Avec cet amendement démagogique, les députés sabreurs peuvent-ils au moins prétendre avoir fait des économies ? Même pas ! L’ONPV est avant tout une instance de travail et de concertation entre différents acteurs publics et parapublics avec un comité d’orientation qui adopte le programme de travail annuel de l’ONPV, valide les publications de l’observatoire et approuve le rapport annuel remis au Gouvernement et au Parlement. Le travail en lui-même est accompli par le pôle Analyse et Diagnostics Territoriaux de la direction générale déléguée Appui Opérationnel et Stratégique au sein de l’ANCT, évidemment en lien avec la direction générale déléguée à la Politique de la Ville au sein de l’ANCT. L’ONPV en réalité ne coûte rien d’autre que les frais de secrétariat de son comité d’orientation, soit moins de 40 000 euros par an. Par contre, la suppression de l’ONPV privera tous les acteurs de la politique de la ville, qui expriment depuis quelques jours à quel point cet observatoire est utile, de données essentielles à une action publique efficace et à son adaptation dans le temps1. C’est à terme une perte d’efficacité publique donc une perte d’argent public considérable qui sera provoqué si l’amendement adopté en commission spéciale est conservé à l’issue de l’examen en séance publique.

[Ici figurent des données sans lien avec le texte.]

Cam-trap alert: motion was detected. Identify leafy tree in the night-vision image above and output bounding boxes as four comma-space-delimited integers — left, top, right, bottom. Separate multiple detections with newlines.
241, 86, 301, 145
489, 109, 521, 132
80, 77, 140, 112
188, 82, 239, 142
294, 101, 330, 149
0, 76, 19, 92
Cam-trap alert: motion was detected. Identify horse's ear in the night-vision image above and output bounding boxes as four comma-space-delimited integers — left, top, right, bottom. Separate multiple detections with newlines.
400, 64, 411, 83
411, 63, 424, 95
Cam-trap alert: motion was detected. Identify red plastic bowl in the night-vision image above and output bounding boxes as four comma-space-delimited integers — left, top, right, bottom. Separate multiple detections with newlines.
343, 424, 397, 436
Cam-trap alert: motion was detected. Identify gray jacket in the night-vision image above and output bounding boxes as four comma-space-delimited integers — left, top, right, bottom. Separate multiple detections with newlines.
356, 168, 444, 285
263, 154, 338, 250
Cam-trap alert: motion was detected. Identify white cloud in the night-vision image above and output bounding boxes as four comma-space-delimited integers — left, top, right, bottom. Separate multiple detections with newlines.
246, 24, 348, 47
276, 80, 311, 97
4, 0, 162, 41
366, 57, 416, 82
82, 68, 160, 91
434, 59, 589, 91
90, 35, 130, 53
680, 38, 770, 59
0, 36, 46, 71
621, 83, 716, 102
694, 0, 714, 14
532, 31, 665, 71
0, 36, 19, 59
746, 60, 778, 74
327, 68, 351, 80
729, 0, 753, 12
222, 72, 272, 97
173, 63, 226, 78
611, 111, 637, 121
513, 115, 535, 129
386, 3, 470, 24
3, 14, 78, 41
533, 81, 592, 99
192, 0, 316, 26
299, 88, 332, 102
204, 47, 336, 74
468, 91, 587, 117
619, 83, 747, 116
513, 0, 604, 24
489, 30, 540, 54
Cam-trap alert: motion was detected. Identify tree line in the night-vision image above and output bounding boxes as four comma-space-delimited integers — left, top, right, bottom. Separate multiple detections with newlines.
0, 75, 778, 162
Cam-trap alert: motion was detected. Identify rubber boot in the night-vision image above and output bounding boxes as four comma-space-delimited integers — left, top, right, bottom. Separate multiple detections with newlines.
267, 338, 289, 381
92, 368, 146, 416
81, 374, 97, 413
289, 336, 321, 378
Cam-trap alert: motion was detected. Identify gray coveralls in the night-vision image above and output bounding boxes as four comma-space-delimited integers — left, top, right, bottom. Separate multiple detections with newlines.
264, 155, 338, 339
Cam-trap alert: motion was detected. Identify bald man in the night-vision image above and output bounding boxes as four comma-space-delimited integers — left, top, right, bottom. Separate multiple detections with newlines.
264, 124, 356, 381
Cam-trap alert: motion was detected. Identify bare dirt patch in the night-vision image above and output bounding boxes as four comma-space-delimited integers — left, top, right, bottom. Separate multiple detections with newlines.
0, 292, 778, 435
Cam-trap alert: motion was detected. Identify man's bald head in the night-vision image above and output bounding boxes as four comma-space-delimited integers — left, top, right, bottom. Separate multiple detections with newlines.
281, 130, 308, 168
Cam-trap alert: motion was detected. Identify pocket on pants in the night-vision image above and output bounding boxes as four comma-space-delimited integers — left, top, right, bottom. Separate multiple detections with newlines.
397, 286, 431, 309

Il est plus qu’étonnant que sa présidente, la haute fonctionnaire Laëtitia Hélouet, n’est jamais pris la parole dans le débat public pour déconstruire ces absurdités ; il faut croire qu’elle a une définition extensive du « devoir de réserve ». D’autres heureusement ont pris la parole, tant parmi les cadres de l’État qu’au sein des associations d’élus locaux comme Ville et Banlieue et ses partenaires, France Urbaine, APVF, Intercommunalités de France ou Villes de France.

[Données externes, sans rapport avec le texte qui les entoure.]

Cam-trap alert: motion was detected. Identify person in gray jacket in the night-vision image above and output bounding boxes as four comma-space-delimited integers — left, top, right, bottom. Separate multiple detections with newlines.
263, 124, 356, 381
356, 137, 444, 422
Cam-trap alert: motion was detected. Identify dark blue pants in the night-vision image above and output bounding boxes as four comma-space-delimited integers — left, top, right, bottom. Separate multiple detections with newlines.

On ne peut que remercier Emmanuel Maurel et quelques autres députés de gauche (et du Modem) pour avoir déposé des amendements de rétablissement de l’ONPV2, mais le risque que l’irréparable soit commis est important : l’addition des voix des groupes RN, UDR, « droite républicaine » (hostiles par principe à la politique de la ville3) avec celles du « bloc central » – si ce dernier ne revenait pas rapidement à la raison (l’examen du texte est prévu dans la nuit du mardi 8 au mercredi 9 avril 2025) – est largement majoritaire.

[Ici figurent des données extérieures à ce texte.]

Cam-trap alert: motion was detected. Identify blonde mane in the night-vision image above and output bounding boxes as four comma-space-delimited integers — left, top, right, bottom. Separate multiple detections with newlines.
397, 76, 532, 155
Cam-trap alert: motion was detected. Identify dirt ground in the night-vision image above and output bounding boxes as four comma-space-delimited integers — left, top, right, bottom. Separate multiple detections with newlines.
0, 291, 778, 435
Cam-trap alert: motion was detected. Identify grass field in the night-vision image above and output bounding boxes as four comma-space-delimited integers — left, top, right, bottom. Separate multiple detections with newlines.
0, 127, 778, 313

L’Agence Nationale de la Cohésion des Territoires dans le collimateur ?

L’ANCT est un établissement public créé en 2019 et en fonctionnement depuis le 1er janvier 2020. Son action cible prioritairement les territoires caractérisés par des contraintes géographiques, des difficultés en matière démographique, économique, sociale, environnementale ou d’accès aux services publics. La création de l’ANCT avait été souhaitée par Emmanuel Macron dès son discours à la conférence nationale des territoires le 18 juillet 2017, avec l’ambition de créer un « guichet unique » d’échelon national dans la relation de l’État aux élus et porteurs de projets locaux, en particulier les collectivités territoriales.

L’ANCT a fusionné en son sein plusieurs organismes publics et administrations centrales :

  • le Commissariat général à l’égalité des territoires (CGET ; à l’exception des agents assurant les fonctions relatives à l’élaboration et au suivi de la politique de l’État en matière de cohésion des territoires4), dont l’essentiel des missions a été repris par la direction générale déléguée à la politique de la ville dont nous parlions plus haut ;
  • l’Établissement public national d’aménagement et de restructuration des espaces commerciaux et artisanaux (EPARECA) ;
  • l’Agence du numérique (à l’exception des agents employés à la mission French Tech).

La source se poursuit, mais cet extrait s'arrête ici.